Si discute molto dei ritardi nel Mezzogiorno per il Piano nazionale di ripresa e resilienza (Pnrr) e la vicenda, come i grandi fatti ci insegnano, si trasforma subito in emergenza. Ci sono, a mio avviso, tre aspetti sui quali occorre intervenire per evitare che anche stavolta si perde una grande occasione.
Il primo. La confusione, soprattutto dei sindaci, nel porsi di fronte alla utilità dei fondi straordinari europei. E’ vero: la responsabilità di una informazione non adeguata per la comprensione degli aiuti possibili, ha determinato una giungla di progetti, alcuni dei quali corrispondono ad una arretrata mentalità dei soggetti richiedenti i benefici. E qui è bene fare un riferimento a quel che accadde nel dopoguerra quando De Gasperi e Campili spinsero per la nascita della Cassa per il Mezzogiorno, delegando l’ente a impegnarsi per la rottura dell’isolamento del Sud, utilizzando, oltre alle riserve finanziarie nazionali, soprattutto i fondi americani con il piano Marshall. Allora vi fu uno sforzo straordinario di competenze e di merito da parte delle istituzioni locali che, soprattutto per le condizioni di distruzione del dopoguerra, misero in campo, una perfetta sintesi di coordinamento, tra volontà e impegno per la rinascita. Furono costruite importanti strade di collegamento, una filiera di dighe per regimentare le acque, ricreare le condizioni di vita civile soprattutto nelle campagne meridionali.
Che cosa accade oggi? Che molti dei progetti elaborati dalle pubbliche amministrazioni sono
in supplenza di piccole opere non realizzate nel passato e, comunque, senza avere una visione strategica di ampio respiro. In sostanza molti dei progetti elaborati corrispondono più a quello che accadde con l’ultima fase della vita della Casmez, costretta a finanziare marciapiedi, fontanini e vasche (quando l’acqua c’era) e altre opere di assoluta pertinenza con i normali fondi statali. Oggi, facendo salve alcune opere infrastrutturali, si ritiene da parte di molti amministratori che i fondi Pnrr sono utili per opere discutibili,non inserite in uno sviluppo complessivo.
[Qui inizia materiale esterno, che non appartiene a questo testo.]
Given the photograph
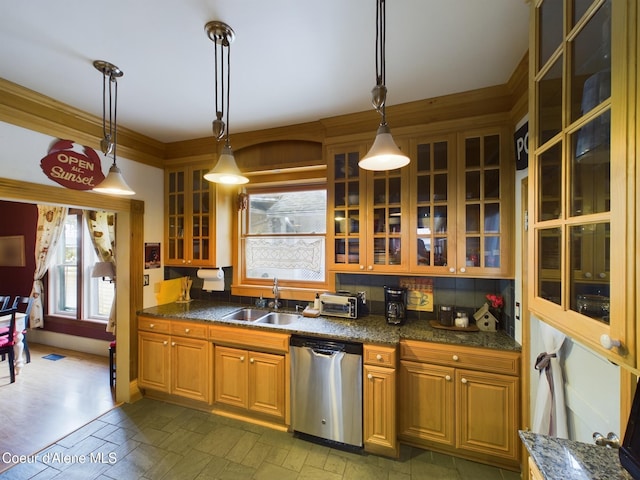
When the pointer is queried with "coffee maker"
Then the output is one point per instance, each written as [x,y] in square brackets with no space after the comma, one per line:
[395,301]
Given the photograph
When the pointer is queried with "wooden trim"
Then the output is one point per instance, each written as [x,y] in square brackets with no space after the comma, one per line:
[26,108]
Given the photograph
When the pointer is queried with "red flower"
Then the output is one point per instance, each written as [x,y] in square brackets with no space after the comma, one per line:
[496,300]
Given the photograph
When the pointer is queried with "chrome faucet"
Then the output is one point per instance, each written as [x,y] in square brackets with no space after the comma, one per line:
[276,294]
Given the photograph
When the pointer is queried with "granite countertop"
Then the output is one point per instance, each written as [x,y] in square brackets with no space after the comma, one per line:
[369,329]
[567,459]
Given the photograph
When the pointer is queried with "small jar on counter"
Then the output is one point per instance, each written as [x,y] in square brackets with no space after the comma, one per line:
[445,315]
[462,320]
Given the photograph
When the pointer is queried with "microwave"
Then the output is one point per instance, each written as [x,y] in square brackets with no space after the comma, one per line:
[342,304]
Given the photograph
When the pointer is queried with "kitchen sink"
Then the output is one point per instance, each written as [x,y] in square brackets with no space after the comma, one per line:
[246,315]
[278,318]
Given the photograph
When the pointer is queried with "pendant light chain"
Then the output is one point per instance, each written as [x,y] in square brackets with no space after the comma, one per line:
[226,43]
[114,125]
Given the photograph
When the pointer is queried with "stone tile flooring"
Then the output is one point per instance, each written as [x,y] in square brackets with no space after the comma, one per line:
[154,440]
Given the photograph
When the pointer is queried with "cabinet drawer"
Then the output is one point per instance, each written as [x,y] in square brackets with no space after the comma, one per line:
[383,356]
[154,325]
[497,361]
[249,338]
[184,329]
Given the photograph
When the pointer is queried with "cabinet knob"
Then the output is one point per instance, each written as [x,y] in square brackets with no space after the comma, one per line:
[608,343]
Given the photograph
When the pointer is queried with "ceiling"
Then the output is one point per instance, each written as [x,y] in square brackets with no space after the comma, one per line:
[292,61]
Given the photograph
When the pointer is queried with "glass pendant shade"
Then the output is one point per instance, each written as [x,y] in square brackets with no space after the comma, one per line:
[226,170]
[114,183]
[384,153]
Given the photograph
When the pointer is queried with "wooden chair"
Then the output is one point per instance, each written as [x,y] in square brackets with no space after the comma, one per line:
[23,304]
[4,301]
[8,340]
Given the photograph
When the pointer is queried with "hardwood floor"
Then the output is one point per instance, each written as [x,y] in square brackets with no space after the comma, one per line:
[50,399]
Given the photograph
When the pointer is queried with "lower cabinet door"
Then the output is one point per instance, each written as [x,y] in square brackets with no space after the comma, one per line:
[231,376]
[267,383]
[427,402]
[488,406]
[380,410]
[190,368]
[154,361]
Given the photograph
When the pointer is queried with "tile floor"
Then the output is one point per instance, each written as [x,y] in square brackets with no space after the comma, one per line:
[154,440]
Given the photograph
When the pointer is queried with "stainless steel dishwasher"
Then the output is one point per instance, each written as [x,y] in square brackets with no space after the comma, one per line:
[326,390]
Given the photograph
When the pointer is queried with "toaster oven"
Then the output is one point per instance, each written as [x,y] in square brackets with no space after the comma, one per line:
[342,304]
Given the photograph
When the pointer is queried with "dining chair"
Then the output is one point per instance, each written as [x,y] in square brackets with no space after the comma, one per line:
[23,304]
[8,340]
[4,301]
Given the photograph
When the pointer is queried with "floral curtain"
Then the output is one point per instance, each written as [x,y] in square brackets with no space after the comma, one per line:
[50,227]
[102,231]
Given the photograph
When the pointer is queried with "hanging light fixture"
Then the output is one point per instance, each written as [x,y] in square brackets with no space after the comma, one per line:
[226,170]
[114,184]
[384,153]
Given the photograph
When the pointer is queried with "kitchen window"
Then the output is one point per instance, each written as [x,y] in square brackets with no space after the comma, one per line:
[284,236]
[72,291]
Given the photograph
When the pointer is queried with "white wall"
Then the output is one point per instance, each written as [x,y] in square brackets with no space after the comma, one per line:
[20,153]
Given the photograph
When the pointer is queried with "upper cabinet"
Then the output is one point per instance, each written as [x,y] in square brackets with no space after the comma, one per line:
[582,162]
[462,204]
[368,215]
[198,219]
[449,212]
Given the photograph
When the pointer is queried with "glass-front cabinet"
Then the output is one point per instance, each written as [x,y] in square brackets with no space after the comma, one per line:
[580,139]
[198,220]
[449,212]
[461,191]
[368,215]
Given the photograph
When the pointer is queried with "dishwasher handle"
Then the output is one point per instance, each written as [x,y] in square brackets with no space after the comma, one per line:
[324,352]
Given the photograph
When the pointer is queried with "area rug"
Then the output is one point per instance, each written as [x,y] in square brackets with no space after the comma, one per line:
[53,356]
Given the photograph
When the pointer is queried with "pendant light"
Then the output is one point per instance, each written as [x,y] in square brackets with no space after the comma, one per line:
[384,153]
[114,183]
[226,170]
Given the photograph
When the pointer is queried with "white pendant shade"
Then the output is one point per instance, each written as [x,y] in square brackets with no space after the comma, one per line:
[384,153]
[114,184]
[226,171]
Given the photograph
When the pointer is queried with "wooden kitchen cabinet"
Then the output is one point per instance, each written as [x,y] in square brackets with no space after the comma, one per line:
[582,208]
[379,405]
[251,373]
[449,212]
[174,358]
[461,206]
[250,380]
[461,400]
[368,227]
[198,217]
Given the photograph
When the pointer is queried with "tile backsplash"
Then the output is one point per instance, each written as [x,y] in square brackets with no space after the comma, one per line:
[463,293]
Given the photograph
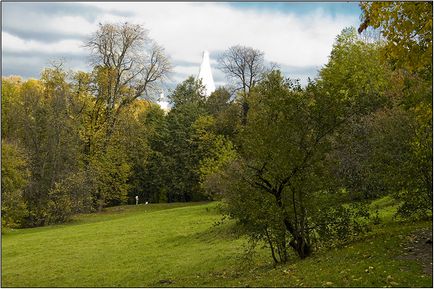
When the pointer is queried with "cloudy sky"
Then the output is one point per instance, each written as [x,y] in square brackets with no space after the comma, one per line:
[297,36]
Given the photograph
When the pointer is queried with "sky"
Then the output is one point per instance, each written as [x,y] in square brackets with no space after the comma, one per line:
[297,36]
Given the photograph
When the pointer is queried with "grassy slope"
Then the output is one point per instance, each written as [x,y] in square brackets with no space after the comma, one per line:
[137,246]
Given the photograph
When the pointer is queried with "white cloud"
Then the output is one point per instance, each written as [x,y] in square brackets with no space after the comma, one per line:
[14,44]
[186,29]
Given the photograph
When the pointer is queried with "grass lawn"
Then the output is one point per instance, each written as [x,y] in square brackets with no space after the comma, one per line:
[177,245]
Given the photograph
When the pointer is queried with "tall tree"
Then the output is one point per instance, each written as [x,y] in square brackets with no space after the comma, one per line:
[244,67]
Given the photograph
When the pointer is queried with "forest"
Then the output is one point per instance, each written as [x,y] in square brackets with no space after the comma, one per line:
[295,166]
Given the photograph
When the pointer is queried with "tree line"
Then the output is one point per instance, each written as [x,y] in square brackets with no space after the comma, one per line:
[292,165]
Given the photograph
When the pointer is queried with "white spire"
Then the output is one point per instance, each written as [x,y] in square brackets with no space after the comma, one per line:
[205,74]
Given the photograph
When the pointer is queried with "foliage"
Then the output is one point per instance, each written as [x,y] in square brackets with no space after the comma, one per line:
[14,178]
[407,27]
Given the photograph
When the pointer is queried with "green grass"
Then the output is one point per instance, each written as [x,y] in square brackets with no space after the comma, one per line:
[139,246]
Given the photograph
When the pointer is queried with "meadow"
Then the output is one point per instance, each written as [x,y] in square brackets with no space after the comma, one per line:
[182,245]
Il secondo punto in esame riguarda il vuoto determinato dagli uffici pubblici comunali che generano una giusta, ma non convincente, protesta nel fare progetti necessari per ottenere i fondi. Perché, a mio avviso. non convincente? Innanzitutto perché dalla notizia della concessione dei fondi del Pnrr sono trascorsi molti mesi nei quali i sindaci, che oggi giustamente protestano, non si sono affatto preoccupati di adeguare in tempo i loro uffici con personale necessario. Quando è esploso il “caso” hanno in ritardo pressioni sul governo perché si attuassero provvedimenti adeguati alle necessità. E’ innegabile, d’altra parte, che molti amministratori si sono rivolti a studi esterni
con consulenti che hanno sostituito la funzione degli enti, erodendo così le proprie finanze.
Di qui l’emergenza personale che viene, e ripeto giustamente, ma in ritardo, invocata dagli amministratori degli enti locali del Sud.
Questa pressi di far diventare emergenza ciò che è prevedibile in normali tempi di capacità programmatoria non è nuova in Italia. Ora non resta che recuperare i ritardi e ricreare, quindi, le stesse condizioni di quel coordinamento che fu con la Casmez motivo di grande successo.
Concludo, non prima di aver affrontato il terzo (ma altri ce ne sarebbero) problema. Riguarda la confusione della burocrazia rispetto al Pnrr. ad un fatto eccezionale quale. I governi nazionali, Draghi compreso, di fronte al finanziamento del Piano non hanno avvertita la necessità di snellire le procedure burocratiche, né di aver progettato una cabina di regia che potesse intervenire laddove si rendesse indispensabile. Così dopo molti tentativi si è compreso che il coordinamento dovesse essere in capo al ministro, Fitto delegato per i rapporti europei. Questa nomina potrebbe essere una importante risorsa per il Mezzogiorno, non solo per la territorialità che Fitto rappresenta (è pugliese), ma anche perché nella sua precedente esperienza di governatore regionale ben conosce limiti e potenzialità del Mezzogiorno. Purtroppo oggi stretto tra una penalizzante, assurda e vergognosa autonomia regionale differenziata e un Pnrr che nel Mezzogiorno non riesce a liberarsi dalla protesta spuria per proporsi come soggetto di sviluppo unitario del Paese. Come dire: non ci resta che sperare.